Afin de limiter le reste à charge des patients contraints de se rendre aux urgences en raison d'une offre de soins limitée, l' article 1 er prévoit une exonération ou une limitation du forfait patient urgence dans les zones sous-dotées en médecins. Il s'agit d'une mesure de court terme, visant à améliorer l'accès aux soins non programmés dans les déserts médicaux et à lutter contre le renoncement aux soins d'une partie de la population.

L' article 2 propose d'allonger dun an la durée des études de médecine générale afin de prévoir une année de stage dans une zone sous-dotée, sous la responsabilité d'un médecin référent. Il s'agit de prévoir une immersion des étudiants prochainement diplômés dans les déserts médicaux afin d'encourager leur installation ultérieure et de favoriser l'accès aux soins dans ces territoires, sans remettre en cause la liberté d'installation des médecins.

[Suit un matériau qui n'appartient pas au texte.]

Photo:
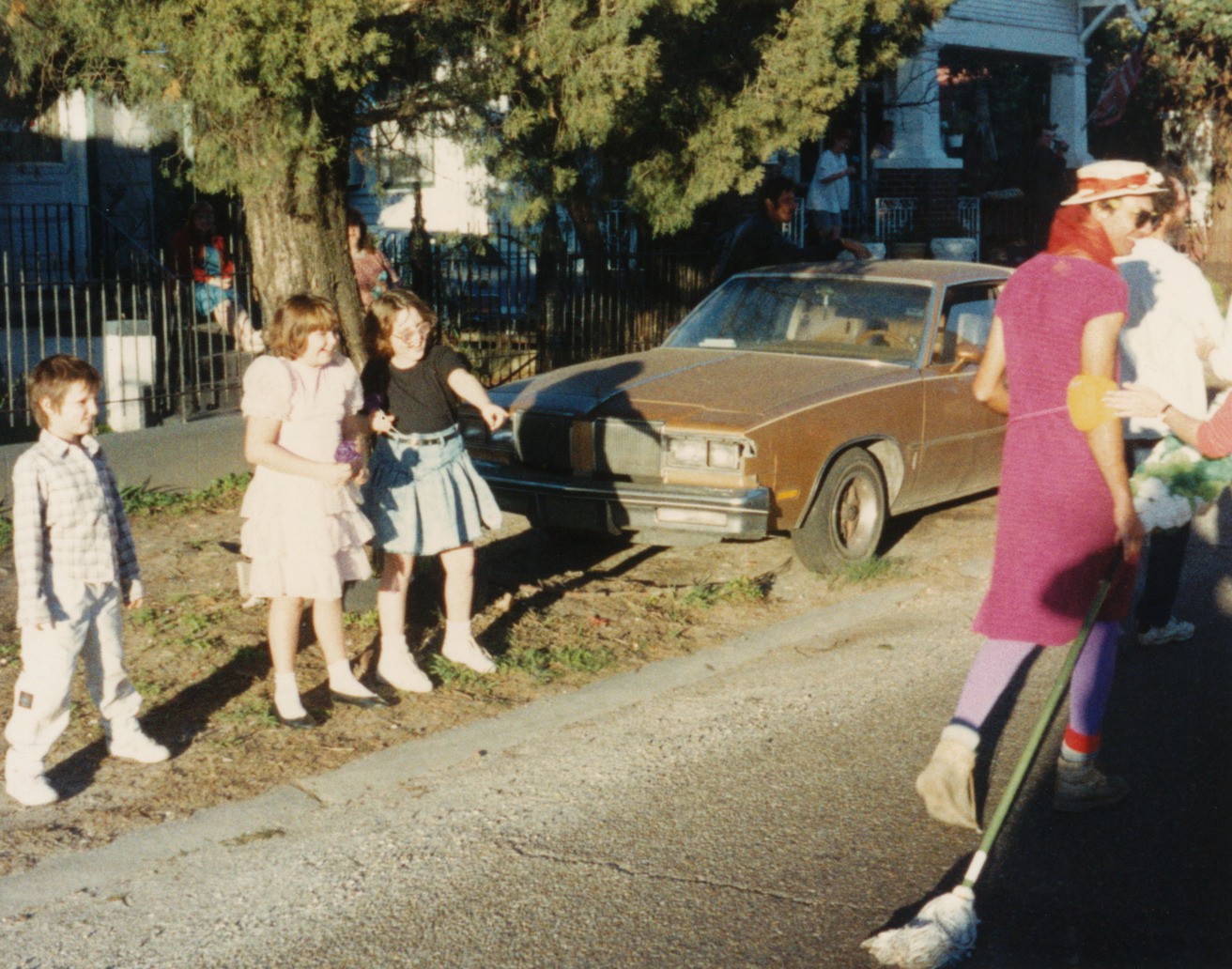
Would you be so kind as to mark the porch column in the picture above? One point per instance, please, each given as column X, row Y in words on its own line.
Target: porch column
column 1069, row 102
column 913, row 99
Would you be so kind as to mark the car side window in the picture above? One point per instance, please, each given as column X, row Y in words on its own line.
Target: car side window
column 968, row 315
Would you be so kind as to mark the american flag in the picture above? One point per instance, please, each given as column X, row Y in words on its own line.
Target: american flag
column 1116, row 93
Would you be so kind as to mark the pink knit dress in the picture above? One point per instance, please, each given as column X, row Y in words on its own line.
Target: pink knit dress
column 1055, row 530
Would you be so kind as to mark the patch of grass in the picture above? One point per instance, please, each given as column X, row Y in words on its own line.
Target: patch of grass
column 703, row 595
column 362, row 622
column 454, row 676
column 143, row 684
column 265, row 834
column 250, row 713
column 583, row 659
column 545, row 664
column 249, row 654
column 145, row 499
column 870, row 570
column 143, row 616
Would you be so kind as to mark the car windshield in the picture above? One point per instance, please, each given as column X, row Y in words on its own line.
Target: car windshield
column 832, row 316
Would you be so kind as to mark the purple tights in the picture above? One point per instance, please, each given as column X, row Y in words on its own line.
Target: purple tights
column 999, row 659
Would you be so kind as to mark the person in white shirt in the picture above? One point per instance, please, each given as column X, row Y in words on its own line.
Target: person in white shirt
column 829, row 192
column 1173, row 327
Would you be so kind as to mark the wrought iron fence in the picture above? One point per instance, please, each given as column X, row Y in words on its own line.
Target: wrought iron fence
column 73, row 282
column 516, row 311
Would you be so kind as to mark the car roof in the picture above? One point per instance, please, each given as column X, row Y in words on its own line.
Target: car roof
column 905, row 269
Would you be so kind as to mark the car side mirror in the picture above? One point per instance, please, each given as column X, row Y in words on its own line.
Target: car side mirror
column 964, row 355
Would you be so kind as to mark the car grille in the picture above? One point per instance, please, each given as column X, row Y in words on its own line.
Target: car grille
column 542, row 439
column 628, row 448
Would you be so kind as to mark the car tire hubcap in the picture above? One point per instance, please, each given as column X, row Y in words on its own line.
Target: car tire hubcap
column 855, row 514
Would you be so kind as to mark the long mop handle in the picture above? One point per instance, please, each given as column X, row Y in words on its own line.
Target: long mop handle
column 1039, row 731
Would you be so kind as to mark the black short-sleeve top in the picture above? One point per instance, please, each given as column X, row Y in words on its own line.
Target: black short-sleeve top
column 419, row 396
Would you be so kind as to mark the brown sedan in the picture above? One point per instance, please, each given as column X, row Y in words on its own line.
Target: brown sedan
column 810, row 399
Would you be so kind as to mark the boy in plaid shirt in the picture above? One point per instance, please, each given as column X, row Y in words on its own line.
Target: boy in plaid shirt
column 75, row 568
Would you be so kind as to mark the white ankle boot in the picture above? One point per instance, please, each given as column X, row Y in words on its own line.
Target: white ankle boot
column 469, row 653
column 23, row 781
column 399, row 670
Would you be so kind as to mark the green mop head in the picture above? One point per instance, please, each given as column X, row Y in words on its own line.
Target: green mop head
column 943, row 932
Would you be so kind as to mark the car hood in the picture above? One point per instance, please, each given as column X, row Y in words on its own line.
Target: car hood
column 734, row 390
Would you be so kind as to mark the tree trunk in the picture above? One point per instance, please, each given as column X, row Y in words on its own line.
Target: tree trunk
column 1219, row 240
column 297, row 252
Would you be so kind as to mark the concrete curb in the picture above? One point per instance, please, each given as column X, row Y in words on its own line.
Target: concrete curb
column 292, row 804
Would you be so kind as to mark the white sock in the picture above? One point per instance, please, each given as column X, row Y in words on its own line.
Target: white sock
column 342, row 680
column 457, row 631
column 286, row 697
column 966, row 735
column 393, row 645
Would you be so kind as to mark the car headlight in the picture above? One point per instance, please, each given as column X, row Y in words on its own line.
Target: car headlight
column 701, row 452
column 725, row 454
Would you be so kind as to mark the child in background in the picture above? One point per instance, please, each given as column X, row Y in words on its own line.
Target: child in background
column 374, row 275
column 300, row 526
column 75, row 565
column 424, row 495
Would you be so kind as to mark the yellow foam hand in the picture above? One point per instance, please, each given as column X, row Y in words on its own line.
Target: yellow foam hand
column 1085, row 396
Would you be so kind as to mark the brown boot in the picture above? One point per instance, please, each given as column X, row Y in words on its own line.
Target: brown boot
column 947, row 784
column 1083, row 787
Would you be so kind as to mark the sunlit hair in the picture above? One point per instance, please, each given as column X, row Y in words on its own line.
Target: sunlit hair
column 354, row 217
column 1077, row 233
column 300, row 315
column 383, row 315
column 52, row 378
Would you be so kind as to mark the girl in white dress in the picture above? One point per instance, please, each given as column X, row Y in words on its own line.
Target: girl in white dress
column 300, row 526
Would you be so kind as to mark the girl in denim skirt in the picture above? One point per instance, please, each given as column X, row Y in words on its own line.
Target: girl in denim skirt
column 424, row 497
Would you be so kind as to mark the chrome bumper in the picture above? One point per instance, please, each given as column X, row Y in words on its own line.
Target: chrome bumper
column 621, row 506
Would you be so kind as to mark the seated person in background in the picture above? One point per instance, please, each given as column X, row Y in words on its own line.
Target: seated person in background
column 374, row 275
column 198, row 254
column 759, row 239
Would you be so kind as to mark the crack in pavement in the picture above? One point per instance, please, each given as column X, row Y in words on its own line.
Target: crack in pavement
column 539, row 854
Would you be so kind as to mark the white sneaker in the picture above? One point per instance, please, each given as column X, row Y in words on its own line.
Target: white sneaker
column 133, row 745
column 399, row 670
column 28, row 788
column 1176, row 631
column 469, row 654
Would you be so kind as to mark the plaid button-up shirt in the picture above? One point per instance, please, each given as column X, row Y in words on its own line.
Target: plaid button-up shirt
column 68, row 525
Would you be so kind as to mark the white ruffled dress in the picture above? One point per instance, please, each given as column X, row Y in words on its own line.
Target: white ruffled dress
column 304, row 537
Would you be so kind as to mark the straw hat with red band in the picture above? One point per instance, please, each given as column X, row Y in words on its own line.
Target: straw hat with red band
column 1113, row 180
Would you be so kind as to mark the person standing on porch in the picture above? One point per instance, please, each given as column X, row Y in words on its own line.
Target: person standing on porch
column 1173, row 325
column 829, row 193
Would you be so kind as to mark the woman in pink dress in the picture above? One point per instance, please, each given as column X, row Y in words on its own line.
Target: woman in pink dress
column 1065, row 513
column 374, row 273
column 302, row 527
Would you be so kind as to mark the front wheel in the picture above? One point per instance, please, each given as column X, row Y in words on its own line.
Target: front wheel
column 845, row 522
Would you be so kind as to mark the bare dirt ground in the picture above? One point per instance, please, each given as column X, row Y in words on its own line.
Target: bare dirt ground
column 556, row 613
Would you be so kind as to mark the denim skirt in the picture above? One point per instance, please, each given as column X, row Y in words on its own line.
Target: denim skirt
column 425, row 499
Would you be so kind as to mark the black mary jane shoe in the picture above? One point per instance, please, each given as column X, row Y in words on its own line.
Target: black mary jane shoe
column 297, row 723
column 363, row 703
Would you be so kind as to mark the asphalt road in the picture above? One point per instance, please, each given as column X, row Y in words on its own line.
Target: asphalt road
column 748, row 806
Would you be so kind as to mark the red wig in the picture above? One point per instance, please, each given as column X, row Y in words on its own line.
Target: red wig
column 1076, row 233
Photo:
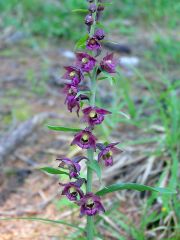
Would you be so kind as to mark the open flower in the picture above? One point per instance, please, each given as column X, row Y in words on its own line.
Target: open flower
column 74, row 74
column 72, row 102
column 94, row 115
column 71, row 89
column 73, row 166
column 89, row 20
column 93, row 44
column 72, row 191
column 85, row 61
column 85, row 140
column 90, row 205
column 106, row 153
column 99, row 34
column 108, row 64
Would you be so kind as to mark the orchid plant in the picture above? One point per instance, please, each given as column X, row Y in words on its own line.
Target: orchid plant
column 81, row 81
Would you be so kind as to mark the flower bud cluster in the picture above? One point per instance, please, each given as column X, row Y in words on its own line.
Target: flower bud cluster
column 87, row 63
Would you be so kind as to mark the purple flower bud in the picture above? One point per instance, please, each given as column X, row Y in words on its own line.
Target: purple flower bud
column 94, row 115
column 108, row 64
column 85, row 61
column 106, row 153
column 71, row 89
column 93, row 44
column 89, row 20
column 99, row 34
column 85, row 140
column 72, row 191
column 72, row 102
column 92, row 8
column 74, row 74
column 90, row 205
column 100, row 8
column 73, row 166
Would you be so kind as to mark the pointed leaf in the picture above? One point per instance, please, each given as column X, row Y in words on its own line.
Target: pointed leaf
column 94, row 165
column 64, row 129
column 82, row 42
column 53, row 171
column 133, row 186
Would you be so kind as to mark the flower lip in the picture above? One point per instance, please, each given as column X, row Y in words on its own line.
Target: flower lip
column 90, row 204
column 108, row 64
column 94, row 115
column 106, row 152
column 93, row 44
column 72, row 191
column 85, row 139
column 74, row 74
column 85, row 61
column 99, row 34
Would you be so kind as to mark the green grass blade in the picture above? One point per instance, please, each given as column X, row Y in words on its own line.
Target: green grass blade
column 133, row 186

L' article 3 prévoit que les centres hospitaliers régionaux et les centres hospitaliers universitaires mettent à disposition du personnel médical pour renforcer l'offre de soins dans les centres de santé et les maisons de santé situées dans des déserts médicaux - les conditions de cette mise à disposition étant assurées par les projets territoriaux de santé.

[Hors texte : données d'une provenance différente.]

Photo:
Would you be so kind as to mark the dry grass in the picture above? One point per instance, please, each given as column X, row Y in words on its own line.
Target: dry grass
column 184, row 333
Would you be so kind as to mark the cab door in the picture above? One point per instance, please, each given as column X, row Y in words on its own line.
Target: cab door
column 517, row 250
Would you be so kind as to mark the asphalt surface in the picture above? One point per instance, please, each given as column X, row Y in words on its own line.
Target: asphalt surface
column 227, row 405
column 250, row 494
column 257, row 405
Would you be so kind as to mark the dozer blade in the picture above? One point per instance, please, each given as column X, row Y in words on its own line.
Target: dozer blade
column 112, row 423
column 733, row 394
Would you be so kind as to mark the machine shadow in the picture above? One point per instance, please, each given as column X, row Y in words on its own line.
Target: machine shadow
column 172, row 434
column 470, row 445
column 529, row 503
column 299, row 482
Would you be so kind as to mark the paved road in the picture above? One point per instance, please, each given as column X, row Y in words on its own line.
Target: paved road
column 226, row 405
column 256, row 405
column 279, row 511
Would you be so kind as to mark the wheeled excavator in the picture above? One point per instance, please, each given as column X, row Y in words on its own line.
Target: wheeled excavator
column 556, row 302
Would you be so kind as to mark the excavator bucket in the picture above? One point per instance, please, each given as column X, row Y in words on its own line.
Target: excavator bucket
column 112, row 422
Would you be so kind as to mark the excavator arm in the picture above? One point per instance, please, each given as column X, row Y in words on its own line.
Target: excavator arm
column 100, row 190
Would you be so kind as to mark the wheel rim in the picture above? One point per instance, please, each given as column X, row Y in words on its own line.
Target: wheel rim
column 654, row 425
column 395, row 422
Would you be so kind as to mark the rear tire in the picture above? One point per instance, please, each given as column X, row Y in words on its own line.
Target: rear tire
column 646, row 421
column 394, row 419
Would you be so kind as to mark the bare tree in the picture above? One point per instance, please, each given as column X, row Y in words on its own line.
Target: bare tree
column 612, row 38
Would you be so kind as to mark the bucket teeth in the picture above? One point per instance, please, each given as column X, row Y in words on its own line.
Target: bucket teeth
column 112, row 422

L' article 4 est un gage financier.

En complément de cette proposition de loi, nous défendons par ailleurs plusieurs mesures d'ordre réglementaire :

- instaurer un guichet unique d'accompagnement à l'installation des médecins dans les déserts médicaux visant à centraliser à l'échelle de chaque département les besoins territoriaux en coordination avec le conseil départemental, les aides financières, l'accompagnement administratif et les informations relatives à la vie familiale du professionnel ;

- développer le mentorat des étudiants en médecine issus de zones sous-dotées lors du premier cycle de leur scolarité afin de favoriser la découverte de la médecine et leur réussite ;

- plus généralement, favoriser l'attractivité des études médicales pour les élèves issus de la ruralité ;

- instaurer au sein des facultés de médecine une filière dédiée à la médecine rurale ;

- limiter le délai de soutenance de la thèse d'exercice en médecine à l'issue des études afin de favoriser l'installation rapide des médecins.

Enfin, nous encourageons vivement le gouvernement à effectuer une évaluation globale de l'efficacité des différents dispositifs déployés depuis 2005.


* 1 Emmanuel Vigneron : « La France des déserts médicaux », Le Monde, 30 mars 2017.

* 2 « Remédier aux pénuries de médecins dans certains zones géographiques. Les leçons de la littérature étrangère » Les dossiers de la DRESS N°89, décembre 2021.